Dpto. Ciencias de la Computación e Inteligencia Artificial, Universidad de Granada, Spain.
Dept. of Electrical Engineering and Computer Science, Northwestern University, Evanston, IL, USA.
Comput Med Imaging Graph. 2022 Apr;97:102048. doi: 10.1016/j.compmedimag.2022.102048. Epub 2022 Feb 15.

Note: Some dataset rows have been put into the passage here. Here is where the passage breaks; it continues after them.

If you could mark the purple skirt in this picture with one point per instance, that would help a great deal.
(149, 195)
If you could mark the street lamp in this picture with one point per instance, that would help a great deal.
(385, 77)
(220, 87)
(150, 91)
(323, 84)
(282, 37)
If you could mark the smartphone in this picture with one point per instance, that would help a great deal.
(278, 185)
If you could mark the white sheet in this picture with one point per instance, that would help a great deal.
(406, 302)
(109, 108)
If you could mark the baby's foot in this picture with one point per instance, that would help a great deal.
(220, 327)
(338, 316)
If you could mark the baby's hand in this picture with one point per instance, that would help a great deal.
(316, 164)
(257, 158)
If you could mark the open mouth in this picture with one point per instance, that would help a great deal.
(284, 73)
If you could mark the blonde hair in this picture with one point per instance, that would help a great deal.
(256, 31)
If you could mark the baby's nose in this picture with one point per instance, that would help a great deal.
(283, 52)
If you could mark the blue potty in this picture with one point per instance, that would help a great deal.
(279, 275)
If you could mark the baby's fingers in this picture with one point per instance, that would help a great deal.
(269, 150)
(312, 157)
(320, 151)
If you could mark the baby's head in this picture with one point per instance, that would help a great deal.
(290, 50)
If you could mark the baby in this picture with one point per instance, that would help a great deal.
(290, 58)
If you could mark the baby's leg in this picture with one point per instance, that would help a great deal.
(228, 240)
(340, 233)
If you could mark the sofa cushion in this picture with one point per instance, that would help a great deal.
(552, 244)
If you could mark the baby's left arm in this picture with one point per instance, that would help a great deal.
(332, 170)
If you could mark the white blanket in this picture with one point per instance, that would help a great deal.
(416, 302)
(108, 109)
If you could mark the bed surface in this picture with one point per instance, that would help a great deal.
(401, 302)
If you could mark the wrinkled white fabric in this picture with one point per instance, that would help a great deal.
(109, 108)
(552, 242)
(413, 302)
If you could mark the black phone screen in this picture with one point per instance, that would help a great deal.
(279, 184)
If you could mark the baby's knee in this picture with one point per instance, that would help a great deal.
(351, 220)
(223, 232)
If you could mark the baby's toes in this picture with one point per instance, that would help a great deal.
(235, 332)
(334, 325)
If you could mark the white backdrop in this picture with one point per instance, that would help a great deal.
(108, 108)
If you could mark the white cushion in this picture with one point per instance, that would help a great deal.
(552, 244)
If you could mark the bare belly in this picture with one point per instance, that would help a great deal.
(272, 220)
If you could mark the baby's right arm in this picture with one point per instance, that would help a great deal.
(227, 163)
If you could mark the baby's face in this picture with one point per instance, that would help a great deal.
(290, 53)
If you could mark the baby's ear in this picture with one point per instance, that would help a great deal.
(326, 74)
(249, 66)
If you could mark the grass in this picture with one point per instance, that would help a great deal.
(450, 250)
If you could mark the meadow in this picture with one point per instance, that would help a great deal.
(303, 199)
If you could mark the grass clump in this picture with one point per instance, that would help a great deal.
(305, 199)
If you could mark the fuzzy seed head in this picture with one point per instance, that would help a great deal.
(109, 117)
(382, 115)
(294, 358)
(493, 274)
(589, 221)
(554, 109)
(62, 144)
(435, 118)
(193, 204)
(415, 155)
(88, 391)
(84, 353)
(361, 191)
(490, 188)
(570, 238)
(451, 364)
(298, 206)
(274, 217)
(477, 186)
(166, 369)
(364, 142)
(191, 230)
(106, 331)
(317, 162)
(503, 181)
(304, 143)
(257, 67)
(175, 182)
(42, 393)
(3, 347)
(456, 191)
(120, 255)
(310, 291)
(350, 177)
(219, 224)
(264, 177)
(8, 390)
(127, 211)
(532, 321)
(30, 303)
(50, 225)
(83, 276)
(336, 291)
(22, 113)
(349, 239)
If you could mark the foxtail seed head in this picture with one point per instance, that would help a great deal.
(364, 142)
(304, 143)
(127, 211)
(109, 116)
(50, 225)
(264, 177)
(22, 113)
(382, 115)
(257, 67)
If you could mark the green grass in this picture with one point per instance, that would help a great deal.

Stain variation between images is a main issue in the analysis of histological images. These color variations, produced by different staining protocols and scanners in each laboratory, hamper the performance of computer-aided diagnosis (CAD) systems that are usually unable to generalize to unseen color distributions. Blind color deconvolution techniques separate multi-stained images into single stained bands that can then be used to reduce the generalization error of CAD systems through stain color normalization and/or stain color augmentation. In this work, we present a Bayesian modeling and inference blind color deconvolution framework based on the K-Singular Value Decomposition algorithm. Two possible inference procedures, variational and empirical Bayes are presented. Both provide the automatic estimation of the stain color matrix, stain concentrations and all model parameters. The proposed framework is tested on stain separation, image normalization, stain color augmentation, and classification problems.
图像之间的颜色变化是组织学图像分析中的一个主要问题。这些颜色变化是由每个实验室中不同的染色方案和扫描仪产生的,这阻碍了计算机辅助诊断 (CAD) 系统的性能,这些系统通常无法推广到未见的颜色分布。盲色反卷积技术将多染色图像分离成单个染色带,然后可以通过染色颜色归一化和/或染色颜色增强来减少 CAD 系统的泛化误差。在这项工作中,我们提出了一种基于 K-奇异值分解算法的贝叶斯建模和推理盲色反卷积框架。提出了两种可能的推理过程,变分和经验贝叶斯。这两种方法都提供了对染色颜色矩阵、染色浓度和所有模型参数的自动估计。所提出的框架在染色分离、图像归一化、染色颜色增强和分类问题上进行了测试。